/*TOPICS for September 20, 2021: CONVERTING DATA FROM ONE FORMAT TO ANOTHER –
WIDE TO LONG, AND LONG TO WIDE, COMBINING DATA SETS, CONVERTING VARIABLE TYPES*/
%let pathname=C:\BIS679A\Lecture3and4\Data_9_14_2020\;
/*What is the difference between long and wide format?
“One reason for setting up the data in one format or the other is simply that different analyses in SAS
require different set ups. For example, for many types of software, the wide format is required for MANOVA
and repeated measures procedures.
Many data manipulations are much, much easier as well when data are in the wide format.
Likewise, mixed models and many survival analysis procedures require data to be in the long format.
Beyond software requirements, each approach has analytical implications.
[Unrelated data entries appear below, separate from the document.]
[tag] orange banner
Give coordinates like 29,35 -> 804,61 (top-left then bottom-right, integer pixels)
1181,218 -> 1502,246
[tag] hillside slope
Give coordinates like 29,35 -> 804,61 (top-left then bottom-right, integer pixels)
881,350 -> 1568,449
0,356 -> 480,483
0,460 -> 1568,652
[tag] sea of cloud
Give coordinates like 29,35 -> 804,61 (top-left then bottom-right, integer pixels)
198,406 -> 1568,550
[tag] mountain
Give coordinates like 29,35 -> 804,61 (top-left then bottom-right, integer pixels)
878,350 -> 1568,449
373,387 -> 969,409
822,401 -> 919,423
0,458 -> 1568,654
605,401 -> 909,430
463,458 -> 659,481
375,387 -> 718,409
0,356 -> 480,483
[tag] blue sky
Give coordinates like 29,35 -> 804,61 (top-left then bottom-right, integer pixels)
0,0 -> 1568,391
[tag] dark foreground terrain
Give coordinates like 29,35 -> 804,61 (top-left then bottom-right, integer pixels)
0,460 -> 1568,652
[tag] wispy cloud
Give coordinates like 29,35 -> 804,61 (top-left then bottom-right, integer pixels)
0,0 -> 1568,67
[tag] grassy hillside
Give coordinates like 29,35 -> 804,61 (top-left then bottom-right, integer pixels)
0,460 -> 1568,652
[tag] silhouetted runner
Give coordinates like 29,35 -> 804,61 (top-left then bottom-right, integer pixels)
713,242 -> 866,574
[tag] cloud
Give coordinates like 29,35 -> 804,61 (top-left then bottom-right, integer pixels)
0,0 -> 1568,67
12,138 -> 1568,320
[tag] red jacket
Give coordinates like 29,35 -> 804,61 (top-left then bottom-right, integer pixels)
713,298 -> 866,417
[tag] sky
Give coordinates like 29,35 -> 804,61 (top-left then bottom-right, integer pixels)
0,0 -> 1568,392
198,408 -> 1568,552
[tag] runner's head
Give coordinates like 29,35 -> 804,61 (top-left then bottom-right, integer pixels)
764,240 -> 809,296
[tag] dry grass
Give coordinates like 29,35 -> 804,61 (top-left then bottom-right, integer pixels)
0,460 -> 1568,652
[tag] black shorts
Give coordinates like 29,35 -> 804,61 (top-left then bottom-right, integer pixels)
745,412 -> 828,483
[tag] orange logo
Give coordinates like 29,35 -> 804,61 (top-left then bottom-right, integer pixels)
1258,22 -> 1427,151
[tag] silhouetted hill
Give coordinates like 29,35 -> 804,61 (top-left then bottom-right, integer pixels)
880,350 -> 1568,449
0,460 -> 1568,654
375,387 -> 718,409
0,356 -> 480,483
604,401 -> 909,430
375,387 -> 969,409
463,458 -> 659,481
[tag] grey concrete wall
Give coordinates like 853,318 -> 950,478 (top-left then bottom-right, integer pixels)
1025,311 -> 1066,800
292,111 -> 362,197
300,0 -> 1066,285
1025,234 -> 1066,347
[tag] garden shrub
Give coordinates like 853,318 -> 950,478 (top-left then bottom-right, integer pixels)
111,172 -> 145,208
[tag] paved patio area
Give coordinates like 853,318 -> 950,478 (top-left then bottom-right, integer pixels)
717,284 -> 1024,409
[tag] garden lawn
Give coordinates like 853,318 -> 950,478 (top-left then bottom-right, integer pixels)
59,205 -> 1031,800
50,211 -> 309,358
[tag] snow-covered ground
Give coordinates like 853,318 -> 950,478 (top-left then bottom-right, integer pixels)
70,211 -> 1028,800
For example, in the wide format, the unit of analysis is the subject–(the county)–whereas in the long format,
the unit of analysis is each measurement occasion for each county.
The practical difference is that when the occasion is the unit of analysis, you can use each decade’s college education
rate as a covariate for the same decade’s Jobs value. In the wide format, when the unit of observation is the county,
there is no way to do this. You can use any of the college rates as covariates for all years, but you can’t have decade-specific
covariates.
Another implication is that in the wide format, those repeated outcomes are considered different and non-interchangeable variables. Each can have its own distribution. Each is distinct. This makes sense in the county example where each observation occurred in the same four years for every county. But if each county had been measured a different number of times, or measured in different years, this set up doesn’t make a lot of sense.
So it’s important to think about the implications before you enter data.”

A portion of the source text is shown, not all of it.